Freud não menstrua
Que possamos deixar ir o que não fecundou, sem choro ou com choro, com ou sem luto, mas deixando sair de nós o que já não nos pertence
Que possamos deixar ir o que não fecundou, sem choro ou com choro, com ou sem luto, mas deixando sair de nós o que já não nos pertence
30 de janeiro de 2023 - 15h13
Curioso como menstruar dá à mulher uma chave extra de acesso ao seu inconsciente. Involuntariamente todos os meses recebemos essa senha de entrada em camadas profundas da nossa mente. Quando vemos, estamos abraçadas numa melancolia ao mesmo tempo fértil e estéril.
Fértil porque remexe sensações, sentimentos, medos, alegrias, tristezas. É assim mesmo, junto e misturado, como uma arraia gigante que de uma hora para outra resolve se mexer do fundo do mar, provocando um pequeno tsunami de areia e tudo o mais que estava assentado no fundo da alma.
Estéril porque a menstruação é o expelir do que não fecundou, o que se deu por finalizado sem um passo a mais, é o final de uma expectativa pressuposta mensalmente.
E o que expelimos todos os meses? O que sai de nós nessa não gestação? Será que vale prestar atenção no que queremos manter a qualquer custo nesse útero? Será que vale deixar ir?
Como parte da cena dessa reflexão, me veio o trecho de uma música do Chico Buarque sobre como é sempre desconcertante rever um grande amor. Sempre vi essas palavras sentadas à mesa nessa ordem: “é-sempre-desconcertante-rever-um-grande-amor” como tendo o significado de um amor não resolvido, um resquício de amor que desconcerta.

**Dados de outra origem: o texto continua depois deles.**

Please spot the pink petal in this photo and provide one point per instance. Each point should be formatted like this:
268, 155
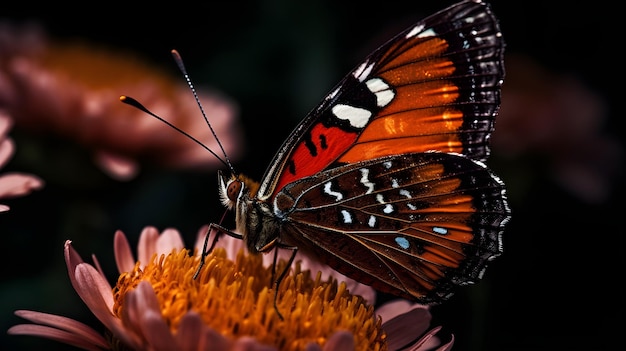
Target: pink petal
144, 316
96, 292
194, 335
147, 245
69, 325
6, 123
340, 341
427, 342
403, 322
157, 332
6, 150
54, 334
168, 240
18, 184
117, 167
72, 260
123, 254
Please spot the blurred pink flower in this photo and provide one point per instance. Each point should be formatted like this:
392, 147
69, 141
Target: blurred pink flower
12, 184
72, 90
136, 316
559, 120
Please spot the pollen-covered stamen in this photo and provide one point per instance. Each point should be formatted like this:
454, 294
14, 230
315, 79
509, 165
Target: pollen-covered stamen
235, 299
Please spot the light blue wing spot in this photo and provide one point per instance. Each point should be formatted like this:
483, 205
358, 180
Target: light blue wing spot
440, 230
402, 242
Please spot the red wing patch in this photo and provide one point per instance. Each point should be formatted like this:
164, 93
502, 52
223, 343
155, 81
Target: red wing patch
315, 153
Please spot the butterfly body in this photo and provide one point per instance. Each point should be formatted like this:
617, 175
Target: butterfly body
385, 180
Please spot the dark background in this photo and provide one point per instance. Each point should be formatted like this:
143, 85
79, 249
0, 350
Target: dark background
559, 283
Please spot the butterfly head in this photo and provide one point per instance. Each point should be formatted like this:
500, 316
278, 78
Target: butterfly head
233, 186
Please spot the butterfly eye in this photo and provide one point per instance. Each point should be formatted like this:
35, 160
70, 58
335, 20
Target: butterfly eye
233, 190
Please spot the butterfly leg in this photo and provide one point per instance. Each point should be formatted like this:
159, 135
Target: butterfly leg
282, 275
206, 252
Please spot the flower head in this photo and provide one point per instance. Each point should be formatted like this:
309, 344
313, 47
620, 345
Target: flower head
72, 90
158, 305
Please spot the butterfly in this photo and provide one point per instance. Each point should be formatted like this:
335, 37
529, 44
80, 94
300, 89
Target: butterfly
385, 181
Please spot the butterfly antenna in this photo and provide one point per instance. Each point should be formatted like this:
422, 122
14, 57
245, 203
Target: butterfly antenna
132, 102
181, 66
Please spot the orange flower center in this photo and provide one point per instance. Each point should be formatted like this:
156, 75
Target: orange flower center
235, 299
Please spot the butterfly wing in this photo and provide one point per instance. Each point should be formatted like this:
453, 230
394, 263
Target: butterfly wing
435, 86
413, 225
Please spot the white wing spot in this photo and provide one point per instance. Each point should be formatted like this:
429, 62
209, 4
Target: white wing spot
384, 93
358, 117
338, 196
402, 242
347, 218
363, 71
427, 33
365, 180
380, 198
440, 230
371, 222
415, 31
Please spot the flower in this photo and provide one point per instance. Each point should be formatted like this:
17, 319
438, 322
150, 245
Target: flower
158, 305
12, 184
71, 90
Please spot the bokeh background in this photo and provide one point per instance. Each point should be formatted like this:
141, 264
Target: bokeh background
558, 146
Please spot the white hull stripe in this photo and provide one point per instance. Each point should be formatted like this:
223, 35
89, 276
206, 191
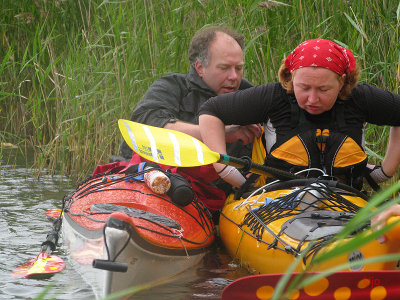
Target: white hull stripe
132, 137
153, 145
200, 155
177, 149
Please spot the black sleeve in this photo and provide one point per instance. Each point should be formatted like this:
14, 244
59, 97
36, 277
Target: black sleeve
242, 107
380, 107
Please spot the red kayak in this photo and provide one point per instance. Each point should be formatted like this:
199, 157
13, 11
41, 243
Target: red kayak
341, 285
121, 234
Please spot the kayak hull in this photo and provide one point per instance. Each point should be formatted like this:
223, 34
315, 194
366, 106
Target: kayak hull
275, 249
143, 241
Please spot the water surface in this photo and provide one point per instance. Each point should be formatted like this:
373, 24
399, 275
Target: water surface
24, 199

Mas, hoje, embebida da melancolia que o momento traz na taça, vejo a cena das mesmas palavras na mesma posição com outro significado, ouço um desalento, um cheiro de mofo, sinto que o desconcertante é olhar um grande amor sem o amor, sem o tom de imortalidade e especialidade que um amor nos traz.
Ver o que foi um grande amor de volta na multidão é desconcertante, é incomodo. Tem um desejo não realizável de resgatar a pessoa para a área vip, para o espaço reservado para poucos, o nosso cômodo de observação que dá unidade e peculiaridade para esses habitantes.

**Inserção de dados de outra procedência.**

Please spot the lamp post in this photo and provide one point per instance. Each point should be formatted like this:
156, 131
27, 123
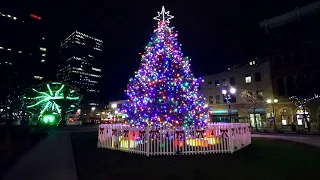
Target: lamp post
273, 102
227, 96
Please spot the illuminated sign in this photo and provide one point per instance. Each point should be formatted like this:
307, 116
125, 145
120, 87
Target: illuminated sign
35, 17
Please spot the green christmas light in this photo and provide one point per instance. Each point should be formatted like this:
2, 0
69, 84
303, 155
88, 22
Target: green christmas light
47, 98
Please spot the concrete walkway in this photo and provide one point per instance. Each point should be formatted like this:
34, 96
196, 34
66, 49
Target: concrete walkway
310, 140
51, 159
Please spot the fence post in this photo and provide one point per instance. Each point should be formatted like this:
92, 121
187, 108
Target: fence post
148, 141
231, 144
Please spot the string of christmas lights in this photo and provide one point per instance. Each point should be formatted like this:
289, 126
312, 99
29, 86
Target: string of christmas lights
164, 91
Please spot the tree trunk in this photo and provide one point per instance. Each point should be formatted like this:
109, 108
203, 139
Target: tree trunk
8, 128
64, 107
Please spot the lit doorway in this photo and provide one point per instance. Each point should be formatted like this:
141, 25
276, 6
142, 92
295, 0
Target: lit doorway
300, 118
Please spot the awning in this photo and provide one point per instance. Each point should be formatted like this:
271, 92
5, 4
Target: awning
223, 111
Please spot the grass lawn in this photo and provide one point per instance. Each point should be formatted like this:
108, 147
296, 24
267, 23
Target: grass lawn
264, 159
20, 143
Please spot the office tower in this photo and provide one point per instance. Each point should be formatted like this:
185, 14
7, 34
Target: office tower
23, 51
77, 66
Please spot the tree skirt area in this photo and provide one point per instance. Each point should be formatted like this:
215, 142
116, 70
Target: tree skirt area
264, 159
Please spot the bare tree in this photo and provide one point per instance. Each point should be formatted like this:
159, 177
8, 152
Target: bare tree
252, 100
301, 103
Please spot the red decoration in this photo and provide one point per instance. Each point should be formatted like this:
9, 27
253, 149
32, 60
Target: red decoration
200, 133
142, 134
179, 134
224, 132
126, 132
101, 130
114, 132
154, 133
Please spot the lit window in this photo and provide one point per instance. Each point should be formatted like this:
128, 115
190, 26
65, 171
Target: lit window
284, 122
248, 79
38, 77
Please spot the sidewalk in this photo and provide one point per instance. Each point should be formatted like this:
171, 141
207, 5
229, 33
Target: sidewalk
310, 140
51, 159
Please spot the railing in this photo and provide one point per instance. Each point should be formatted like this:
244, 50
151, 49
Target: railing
215, 138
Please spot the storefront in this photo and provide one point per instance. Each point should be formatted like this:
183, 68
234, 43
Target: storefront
286, 116
259, 115
223, 115
300, 117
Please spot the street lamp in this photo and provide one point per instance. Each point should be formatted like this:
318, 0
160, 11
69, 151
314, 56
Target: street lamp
273, 102
227, 96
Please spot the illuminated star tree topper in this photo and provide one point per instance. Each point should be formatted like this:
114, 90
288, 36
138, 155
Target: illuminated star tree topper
163, 15
164, 91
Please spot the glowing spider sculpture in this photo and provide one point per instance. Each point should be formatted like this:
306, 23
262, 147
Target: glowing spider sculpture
47, 99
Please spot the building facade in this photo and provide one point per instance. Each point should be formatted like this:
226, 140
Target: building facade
78, 66
294, 47
23, 51
255, 78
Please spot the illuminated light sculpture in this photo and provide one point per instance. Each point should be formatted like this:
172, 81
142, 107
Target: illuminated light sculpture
164, 91
49, 119
46, 101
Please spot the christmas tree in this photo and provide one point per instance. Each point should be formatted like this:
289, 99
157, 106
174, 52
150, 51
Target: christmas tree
164, 91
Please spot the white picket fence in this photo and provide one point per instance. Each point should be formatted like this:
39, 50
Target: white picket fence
215, 138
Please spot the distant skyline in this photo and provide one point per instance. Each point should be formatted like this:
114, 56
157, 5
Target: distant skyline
212, 33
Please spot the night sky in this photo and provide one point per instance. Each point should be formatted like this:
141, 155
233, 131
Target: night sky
213, 33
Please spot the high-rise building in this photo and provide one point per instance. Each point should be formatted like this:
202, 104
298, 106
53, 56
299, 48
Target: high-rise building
23, 51
78, 66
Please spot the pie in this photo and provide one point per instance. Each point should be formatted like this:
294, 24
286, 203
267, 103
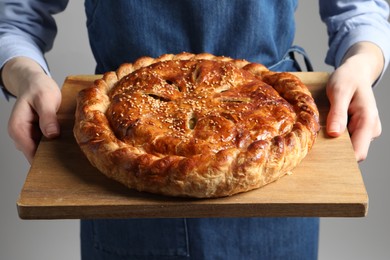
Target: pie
197, 126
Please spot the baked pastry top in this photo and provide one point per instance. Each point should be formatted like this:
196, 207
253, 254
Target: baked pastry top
195, 125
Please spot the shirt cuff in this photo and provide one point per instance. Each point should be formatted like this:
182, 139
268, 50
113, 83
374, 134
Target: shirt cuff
361, 33
13, 46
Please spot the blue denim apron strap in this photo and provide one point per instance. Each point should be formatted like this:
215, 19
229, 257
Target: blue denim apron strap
289, 62
200, 239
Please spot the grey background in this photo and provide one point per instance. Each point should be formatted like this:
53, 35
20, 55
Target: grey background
340, 238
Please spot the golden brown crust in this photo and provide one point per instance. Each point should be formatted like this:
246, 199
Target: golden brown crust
195, 125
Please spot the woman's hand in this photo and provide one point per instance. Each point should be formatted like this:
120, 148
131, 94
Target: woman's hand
352, 101
34, 112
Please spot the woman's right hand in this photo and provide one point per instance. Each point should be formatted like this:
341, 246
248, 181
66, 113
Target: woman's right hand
38, 98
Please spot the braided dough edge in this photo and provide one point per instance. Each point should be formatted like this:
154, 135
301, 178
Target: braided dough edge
226, 173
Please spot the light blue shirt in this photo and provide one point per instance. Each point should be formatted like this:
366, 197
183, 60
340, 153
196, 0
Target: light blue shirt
28, 29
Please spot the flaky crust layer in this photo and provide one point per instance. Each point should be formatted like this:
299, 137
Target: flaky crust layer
195, 125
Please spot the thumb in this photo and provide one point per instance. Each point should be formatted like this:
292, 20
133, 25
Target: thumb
337, 119
47, 112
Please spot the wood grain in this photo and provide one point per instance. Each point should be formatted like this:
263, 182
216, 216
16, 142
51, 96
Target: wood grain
61, 184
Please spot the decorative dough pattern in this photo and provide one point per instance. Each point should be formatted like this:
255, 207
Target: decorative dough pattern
195, 125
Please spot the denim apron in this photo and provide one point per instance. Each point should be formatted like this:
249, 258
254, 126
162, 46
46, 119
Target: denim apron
257, 30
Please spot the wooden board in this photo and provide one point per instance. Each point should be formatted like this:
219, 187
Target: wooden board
61, 183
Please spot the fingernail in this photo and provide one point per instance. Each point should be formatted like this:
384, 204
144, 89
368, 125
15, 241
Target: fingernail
51, 130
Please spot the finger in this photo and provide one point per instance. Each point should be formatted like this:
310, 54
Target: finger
363, 131
23, 129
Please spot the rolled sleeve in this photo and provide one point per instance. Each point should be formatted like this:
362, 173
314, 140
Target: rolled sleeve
27, 29
350, 22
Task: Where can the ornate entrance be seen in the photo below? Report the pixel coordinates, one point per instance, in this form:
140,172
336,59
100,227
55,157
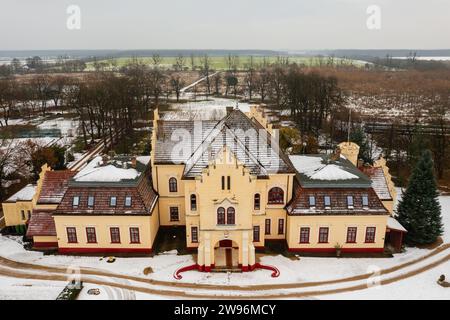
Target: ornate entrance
226,255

Os cidadãos do País Intimidade têm entrada liberada em quase todos os lugares, e de repente um ex-morador perde todos os direitos e regalias, sem direito a recurso ou pedido de revisão, simplesmente deixa de ser. Como não desconcertar?
Num delírio quase divertido e com doses extras desse ópio natural — os hormônios –, eu pensei no Freud, e em tantos outros pensadores homens. Eles não menstruam, não acessam involuntariamente mil léguas submarinas inconscientes, e aí usam outros artifícios ou códigos para esse acesso, mas isso, claro, é pauta de outra crônica. Aqui, nessa, quero dividir essa remexida dos lugares à mesa das palavras, dos seus significados, das roupas dessas palavras, do quanto o tempo nos traz esses outros pontos de observação em que tudo muda sem sair do lugar, como a música do Chico Buarque. Aliás, mesmo para ele ou outro artista, a interpretação muda em tempos diferentes.
As palavras vestem roupas, e roupas novas na mesma cena. Elas ficam no mesmo lugar, mas trocam de figurino, e a representação da cena muda completamente para quem assiste.
Que, então, nessa nova perspectiva, possamos deixar ir o que não fecundou, sem choro ou com choro, com ou sem luto, mas deixando sair de nós o que já não nos pertence.